I’m currently working on the story of the Montgomery bus boycott, which began sixty years ago this December. (I’m not sure yet when it will run.) As the round number anniversaries of the seminal events of the civil rights movement come around, there will be lots of public reminiscences.
One of the reasons I decided to create “Sleeper Ave.” is my belief that the America we experience today has its roots in the America my parents’ generation reinvented in the aftermath of World War II.
I was nine years old when, on December 1, 1955, Rosa Parks refused to give up her seat on a Montgomery bus to a White man. I probably didn’t hear about that event right away. It wasn’t covered in most local newspapers at first, and television news was in its infancy. But as the boycott wore on, and was increasingly met with violence, including the firebombing of the homes of Ralph Abernathy and Martin Luther King, Jr., it became a national story.

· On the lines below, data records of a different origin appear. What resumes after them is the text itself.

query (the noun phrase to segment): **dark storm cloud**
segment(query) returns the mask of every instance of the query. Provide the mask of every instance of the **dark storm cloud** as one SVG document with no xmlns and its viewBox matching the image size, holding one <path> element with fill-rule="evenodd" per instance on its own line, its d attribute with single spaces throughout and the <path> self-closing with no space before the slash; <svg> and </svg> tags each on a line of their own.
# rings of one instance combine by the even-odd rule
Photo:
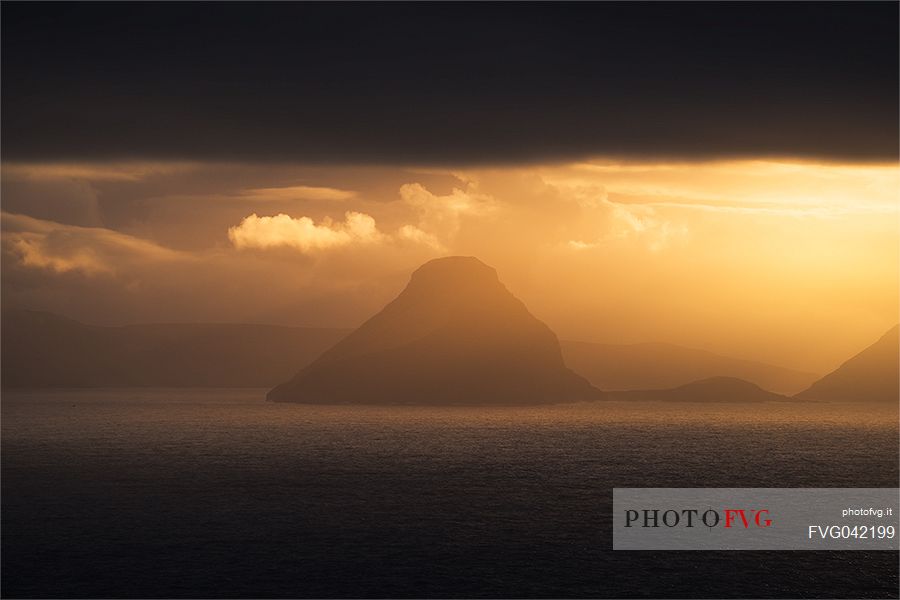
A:
<svg viewBox="0 0 900 600">
<path fill-rule="evenodd" d="M 3 158 L 897 156 L 898 5 L 19 4 Z"/>
</svg>

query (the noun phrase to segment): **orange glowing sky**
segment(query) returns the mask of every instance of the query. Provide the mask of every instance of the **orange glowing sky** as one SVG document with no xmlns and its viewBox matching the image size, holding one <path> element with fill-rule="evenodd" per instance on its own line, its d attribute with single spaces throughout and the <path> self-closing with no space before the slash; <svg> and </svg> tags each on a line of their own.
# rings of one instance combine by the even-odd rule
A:
<svg viewBox="0 0 900 600">
<path fill-rule="evenodd" d="M 561 338 L 825 372 L 898 320 L 900 168 L 3 165 L 3 302 L 92 323 L 352 327 L 475 255 Z"/>
</svg>

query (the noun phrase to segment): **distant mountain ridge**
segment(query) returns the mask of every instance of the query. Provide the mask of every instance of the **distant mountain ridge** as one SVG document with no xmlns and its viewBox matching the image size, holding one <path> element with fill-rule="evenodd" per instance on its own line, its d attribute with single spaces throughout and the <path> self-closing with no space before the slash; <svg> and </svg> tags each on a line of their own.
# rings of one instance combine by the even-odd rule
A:
<svg viewBox="0 0 900 600">
<path fill-rule="evenodd" d="M 787 396 L 769 392 L 754 383 L 736 377 L 710 377 L 664 390 L 609 392 L 609 396 L 613 400 L 717 402 L 726 404 L 785 402 L 790 400 Z"/>
<path fill-rule="evenodd" d="M 87 325 L 53 313 L 2 313 L 4 388 L 272 387 L 350 329 L 254 324 Z M 560 341 L 566 364 L 604 390 L 662 389 L 716 376 L 791 393 L 815 375 L 670 344 Z M 707 360 L 708 359 L 708 360 Z"/>
<path fill-rule="evenodd" d="M 734 377 L 783 394 L 818 378 L 805 373 L 673 344 L 599 344 L 562 341 L 573 370 L 604 390 L 666 389 L 710 377 Z"/>
<path fill-rule="evenodd" d="M 900 325 L 796 397 L 900 404 Z"/>
<path fill-rule="evenodd" d="M 508 405 L 599 400 L 556 334 L 474 257 L 419 267 L 384 309 L 272 389 L 279 402 Z"/>
</svg>

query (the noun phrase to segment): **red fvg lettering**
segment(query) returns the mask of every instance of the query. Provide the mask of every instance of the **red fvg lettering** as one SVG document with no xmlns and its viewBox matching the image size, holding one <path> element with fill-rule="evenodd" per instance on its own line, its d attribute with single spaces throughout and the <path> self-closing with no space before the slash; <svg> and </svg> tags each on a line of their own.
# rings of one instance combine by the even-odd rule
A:
<svg viewBox="0 0 900 600">
<path fill-rule="evenodd" d="M 772 524 L 771 519 L 762 520 L 763 515 L 768 515 L 769 511 L 767 509 L 761 510 L 751 510 L 750 511 L 751 518 L 747 518 L 747 512 L 743 508 L 726 508 L 725 509 L 725 527 L 731 528 L 731 526 L 735 522 L 735 517 L 740 517 L 741 522 L 744 526 L 744 529 L 750 528 L 750 523 L 756 524 L 757 527 L 769 527 Z"/>
</svg>

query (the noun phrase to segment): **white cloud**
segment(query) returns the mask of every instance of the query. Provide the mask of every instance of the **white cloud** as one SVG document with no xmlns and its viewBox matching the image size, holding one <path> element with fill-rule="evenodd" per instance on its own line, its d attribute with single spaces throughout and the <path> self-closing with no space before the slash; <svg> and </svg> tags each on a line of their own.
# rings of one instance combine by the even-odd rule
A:
<svg viewBox="0 0 900 600">
<path fill-rule="evenodd" d="M 375 219 L 360 212 L 347 212 L 343 223 L 330 218 L 316 225 L 309 217 L 294 218 L 286 214 L 260 217 L 256 213 L 246 217 L 240 225 L 228 230 L 228 238 L 235 248 L 289 247 L 301 252 L 315 252 L 382 241 Z"/>
<path fill-rule="evenodd" d="M 356 195 L 350 190 L 340 190 L 329 187 L 315 187 L 308 185 L 293 185 L 286 187 L 253 188 L 244 190 L 241 196 L 248 200 L 260 202 L 286 201 L 286 200 L 349 200 Z"/>
<path fill-rule="evenodd" d="M 438 196 L 419 183 L 400 186 L 400 198 L 417 212 L 419 230 L 444 238 L 459 232 L 462 218 L 484 217 L 497 210 L 495 200 L 486 194 L 453 188 L 446 196 Z"/>
</svg>

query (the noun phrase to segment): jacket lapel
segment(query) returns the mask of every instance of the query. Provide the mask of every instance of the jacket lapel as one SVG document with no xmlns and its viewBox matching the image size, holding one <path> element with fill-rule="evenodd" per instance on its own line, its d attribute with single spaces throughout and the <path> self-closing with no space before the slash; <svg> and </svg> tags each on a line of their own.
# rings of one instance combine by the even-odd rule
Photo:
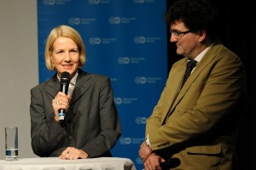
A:
<svg viewBox="0 0 256 170">
<path fill-rule="evenodd" d="M 172 102 L 173 105 L 171 106 L 170 112 L 172 113 L 176 107 L 176 105 L 179 103 L 179 101 L 182 99 L 182 98 L 185 95 L 187 91 L 189 89 L 192 83 L 195 81 L 196 77 L 200 76 L 201 71 L 204 70 L 204 68 L 211 63 L 211 61 L 215 58 L 215 56 L 223 49 L 224 46 L 222 44 L 215 44 L 212 48 L 211 48 L 205 54 L 205 56 L 201 59 L 201 60 L 198 63 L 196 67 L 195 68 L 193 73 L 189 76 L 189 79 L 187 80 L 186 83 L 183 87 L 183 88 L 180 90 L 180 92 L 177 94 L 177 96 L 176 99 Z M 179 74 L 184 74 L 184 63 L 181 63 L 182 65 L 180 65 L 180 72 Z M 178 75 L 179 76 L 183 77 L 183 76 Z M 178 82 L 179 86 L 181 85 L 181 82 Z M 177 84 L 173 85 L 174 89 L 177 88 Z"/>
<path fill-rule="evenodd" d="M 79 73 L 72 95 L 70 105 L 73 105 L 73 103 L 77 101 L 90 86 L 90 83 L 89 83 L 90 79 L 90 74 L 81 70 L 79 71 Z"/>
<path fill-rule="evenodd" d="M 55 74 L 52 78 L 46 82 L 46 92 L 53 98 L 55 97 L 61 89 L 61 84 Z"/>
</svg>

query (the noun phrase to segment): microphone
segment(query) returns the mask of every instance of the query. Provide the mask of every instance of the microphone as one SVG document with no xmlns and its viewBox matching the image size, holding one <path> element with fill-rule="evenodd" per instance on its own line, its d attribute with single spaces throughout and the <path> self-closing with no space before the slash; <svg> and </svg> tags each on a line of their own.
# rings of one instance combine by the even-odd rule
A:
<svg viewBox="0 0 256 170">
<path fill-rule="evenodd" d="M 177 167 L 180 165 L 180 160 L 178 158 L 170 158 L 164 162 L 160 162 L 162 170 Z"/>
<path fill-rule="evenodd" d="M 67 71 L 62 72 L 61 76 L 61 92 L 63 92 L 64 94 L 67 94 L 69 82 L 70 82 L 69 73 Z M 60 109 L 58 116 L 59 116 L 60 122 L 63 122 L 66 116 L 65 109 Z"/>
</svg>

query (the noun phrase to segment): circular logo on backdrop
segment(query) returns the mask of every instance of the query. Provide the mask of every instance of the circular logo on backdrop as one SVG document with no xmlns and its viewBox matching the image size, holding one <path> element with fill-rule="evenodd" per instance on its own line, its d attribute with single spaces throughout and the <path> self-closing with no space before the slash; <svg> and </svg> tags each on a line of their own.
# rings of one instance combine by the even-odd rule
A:
<svg viewBox="0 0 256 170">
<path fill-rule="evenodd" d="M 147 117 L 137 117 L 135 122 L 137 124 L 146 124 Z"/>
<path fill-rule="evenodd" d="M 55 0 L 44 0 L 44 5 L 54 5 L 55 4 Z"/>
<path fill-rule="evenodd" d="M 135 82 L 137 84 L 145 84 L 147 82 L 147 78 L 145 76 L 137 76 L 135 77 Z"/>
<path fill-rule="evenodd" d="M 135 37 L 133 41 L 135 43 L 145 43 L 146 37 Z"/>
<path fill-rule="evenodd" d="M 79 25 L 81 23 L 81 20 L 79 18 L 70 18 L 68 20 L 68 23 L 70 25 Z"/>
<path fill-rule="evenodd" d="M 135 3 L 145 3 L 145 0 L 133 0 Z"/>
<path fill-rule="evenodd" d="M 102 43 L 102 39 L 100 37 L 91 37 L 89 39 L 89 42 L 91 45 L 98 45 Z"/>
<path fill-rule="evenodd" d="M 131 138 L 120 138 L 119 139 L 120 144 L 131 144 Z"/>
<path fill-rule="evenodd" d="M 110 24 L 119 24 L 121 22 L 120 17 L 110 17 L 108 19 Z"/>
<path fill-rule="evenodd" d="M 101 3 L 101 0 L 88 0 L 88 3 L 90 4 L 99 4 Z"/>
<path fill-rule="evenodd" d="M 119 57 L 118 60 L 118 62 L 120 65 L 127 65 L 130 63 L 130 58 L 129 57 Z"/>
</svg>

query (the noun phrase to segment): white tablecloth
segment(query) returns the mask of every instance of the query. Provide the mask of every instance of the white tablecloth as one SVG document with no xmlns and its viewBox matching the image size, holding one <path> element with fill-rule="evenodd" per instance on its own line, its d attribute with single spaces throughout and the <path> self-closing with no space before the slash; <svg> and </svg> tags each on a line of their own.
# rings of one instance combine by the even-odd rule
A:
<svg viewBox="0 0 256 170">
<path fill-rule="evenodd" d="M 0 170 L 136 170 L 128 158 L 100 157 L 61 160 L 58 157 L 20 158 L 0 160 Z"/>
</svg>

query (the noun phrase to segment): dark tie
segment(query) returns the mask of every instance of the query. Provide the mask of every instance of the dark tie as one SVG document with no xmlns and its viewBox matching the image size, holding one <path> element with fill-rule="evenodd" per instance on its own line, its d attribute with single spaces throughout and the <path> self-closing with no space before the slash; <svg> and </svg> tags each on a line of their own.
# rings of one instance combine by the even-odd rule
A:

For the Sleeper Ave. story, I’ve mixed my own limited memories of that time with things that I learned later. What I do remember is that for me it was a time of early political awakenings. It was no easy thing for a young boy to make sense of the world we lived in, the joyful certainty of youth giving way slowly to the terrifying realization that the world was an imperfect and potentially dangerous place, especially if you had the wrong skin color or practiced the wrong religion.
It’s not easy today to remember how high the stakes were for that early civil rights movement. Those courageous men and women literally put their lives on the line; many of them were jailed, abused and beaten, and some, including King, died for the cause.
Today we’re seeing the beginnings of a resurgent movement, as the “Black Lives Matter” banner is raised in response to racist policing practices and the cynical rollback of hard-won voting rights across the country.
It will be interesting to see if a new generation of civil rights leaders emerges with both the moral authority and the organizational ability to seriously confront today’s issues.